« La France en guerre » : un film de propagande sur Serval?

Le mardi 20 octobre sera diffusé le documentaire « La France en guerre », sur France 2 (dans le magazine Infrarouge), consacré à l’opération Serval lancée au Mali en janvier 2013. Les auteurs, Jean-Christophe Notin et Martin Blanchard, étaient déjà les artisans du film « Serval, quand l’armée filme sa guerre » produit par la même société Kuiv, diffusé dans l’émission Envoyé spécial il y a tout juste deux ans, le 17 octobre 2013.

A l’époque le débat avait fait rage dans les milieux des journalistes qui suivent la Défense et couvrent des conflits : le documentaire uniquement bâti à partir des images filmées par les opérateurs de l’ECPAD (Etablissement de communication et de production audiovisuel de la Défense) avait été qualifié d’œuvre de propagande et le fait que France 2 le diffuse avait été plutôt mal reçu. Ce débat là avait occulté l’intérêt même de ce documentaire : s’il souffrait d’un cadre chronologique un peu brouillé et d’une mise en perspective très légère de Serval, il avait le mérite de mettre en avant des images d’une grande qualité. Les opérateurs de l’ECPAD, soldats parmi les soldats, connaissent leur métier et ont une manière propre de filmer la guerre qui mérite toujours que l’on s’attarde sur leur travail.

Conscients des limites de leur premier film, les auteurs ont décidé d’en réaliser un second. Les sources des images sont plus variées (même si sont toujours présentes, parce qu’il n’en existe guère d’autres pour raconter les combats, celles de l’ECPAD) et l’opération bien davantage contextualisée.

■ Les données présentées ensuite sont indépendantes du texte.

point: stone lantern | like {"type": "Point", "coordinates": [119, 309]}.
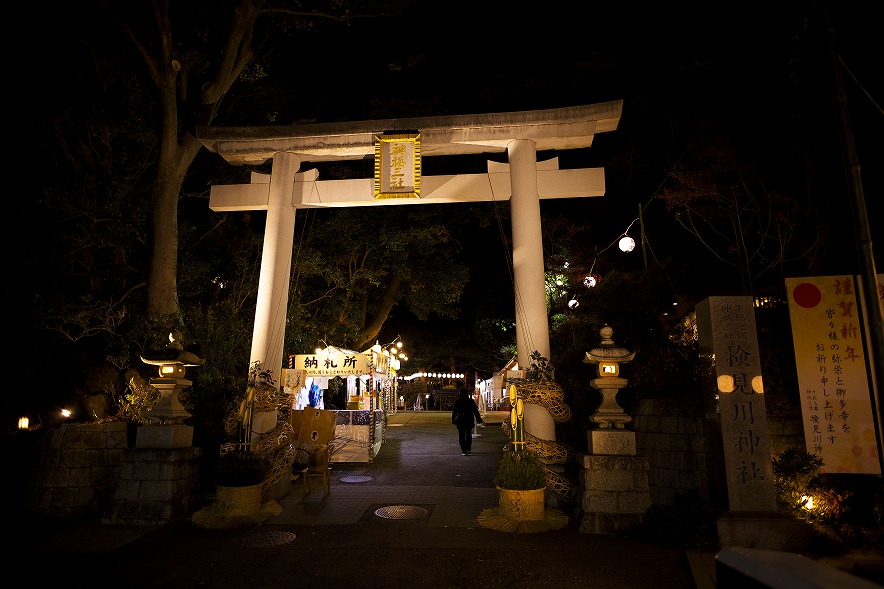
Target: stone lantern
{"type": "Point", "coordinates": [169, 411]}
{"type": "Point", "coordinates": [609, 357]}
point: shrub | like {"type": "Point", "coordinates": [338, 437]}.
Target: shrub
{"type": "Point", "coordinates": [520, 471]}
{"type": "Point", "coordinates": [240, 468]}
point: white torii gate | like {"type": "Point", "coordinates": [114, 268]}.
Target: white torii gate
{"type": "Point", "coordinates": [523, 181]}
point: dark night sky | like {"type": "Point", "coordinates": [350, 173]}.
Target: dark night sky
{"type": "Point", "coordinates": [680, 68]}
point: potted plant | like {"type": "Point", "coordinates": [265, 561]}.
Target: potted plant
{"type": "Point", "coordinates": [240, 468]}
{"type": "Point", "coordinates": [521, 484]}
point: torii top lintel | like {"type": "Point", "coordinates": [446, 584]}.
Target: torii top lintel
{"type": "Point", "coordinates": [551, 129]}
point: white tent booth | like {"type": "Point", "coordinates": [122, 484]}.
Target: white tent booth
{"type": "Point", "coordinates": [370, 381]}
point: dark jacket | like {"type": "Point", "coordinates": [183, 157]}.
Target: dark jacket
{"type": "Point", "coordinates": [465, 413]}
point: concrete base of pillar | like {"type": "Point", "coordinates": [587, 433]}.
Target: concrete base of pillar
{"type": "Point", "coordinates": [156, 486]}
{"type": "Point", "coordinates": [612, 442]}
{"type": "Point", "coordinates": [614, 492]}
{"type": "Point", "coordinates": [764, 530]}
{"type": "Point", "coordinates": [164, 436]}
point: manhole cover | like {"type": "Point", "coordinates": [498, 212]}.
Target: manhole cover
{"type": "Point", "coordinates": [265, 539]}
{"type": "Point", "coordinates": [356, 478]}
{"type": "Point", "coordinates": [401, 512]}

Reste que beaucoup critiqueront encore certainement à nouveau l’aspect très « autorisé » de ce film, les auteurs ayant pu interviewer les plus hauts responsables politiques et militaires français et maliens, jusqu’au président de la République lui-même. De même, la thèse du documentaire provoquera sans doute bien des débats : il attribue en effet presque complètement les résultats politiques et sécuritaires plus que mitigés de Serval à l’unique faute d’une communauté internationale peu efficace et absente, sans qu’aucun débat ne soit ouvert (ou si peu) sur l’action de la France elle-même.

Une fois de plus l’accusation de propagande planera sans doute autour de la diffusion de ce film. Le débat est-il valable ? Certainement, en partie, mais comme en octobre 2013, il est surtout très mal posé. Il y a deux ans, à partir du moment où le point de vue était assumé en toute transparence et où le spectateur était averti de la position de ceux qui avaient filmé les images puis de ceux qui les avaient utilisés, il n’y avait pas réellement scandale.

La vraie question, en revanche, était celle de l’isolement de ce film dans le paysage audiovisuel français. Elle reste valable en octobre 2015. Avec ce documentaire, les auteurs poursuivent une sorte de chronique officielle des opérations extérieures récentes, Jean-Christophe Notin le faisant aussi dans ses livres. Il est normal que ce travail existe, et il sa valeur propre. Sans compter que c’est à peu près le seul moyen de donner la parole dans des délais courts, qui ne sont pas ceux de l’ouverture des archives, à de hautes autorités militaires et politiques.

Pour un grand public qui n’a guère la préoccupation ni le temps de se documenter avec précision sur la guerre menée par la France au Mali, le documentaire de ce 20 octobre est un point de départ précieux. Les premières vingt-cinq minutes consacrées au contexte qui précède le déclenchement de l’opération seront évidemment critiquées par les spécialistes pour leurs inévitables simplifications ou petits abus de vulgarisation, mais elles viennent réellement combler un besoin d’explication. Les prpos des militaires interviewés sur les modalités de l’opération, malgré toutes leurs limites, dépassent de loin en quantité et en qualité ce que le flux ordinaire de l’information laisse entendre au grand public.

Les documentaires de ce genre sont utiles en ce qu’ils livrent une première version d’un récit qui doit s’édifier dans le temps, et qui se dessinera globalement grâce à plusieurs types de narrations, à plusieurs points de vue, s’appuyant sur des méthodologies et des disciplines variées. Or, chacun le sait, les médias grand public, pour des raisons de logique économique autant que d’effets de mode et de flux de l’information, ne permettent guère cette expression vaste et variée.

C’est donc là précisément que le débat doit se porter, non pas sur l’existence et la diffusion de ces documentaires dits « autorisés », mais sur la manière dont les médias français dans leur immense variété, des organes d’information au cinéma de fiction, de la littérature savante à la littérature grand public, devraient être capables de se saisir avec plus de fréquence et plus d’audace de ces enjeux militaires et géopolitiques contemporains.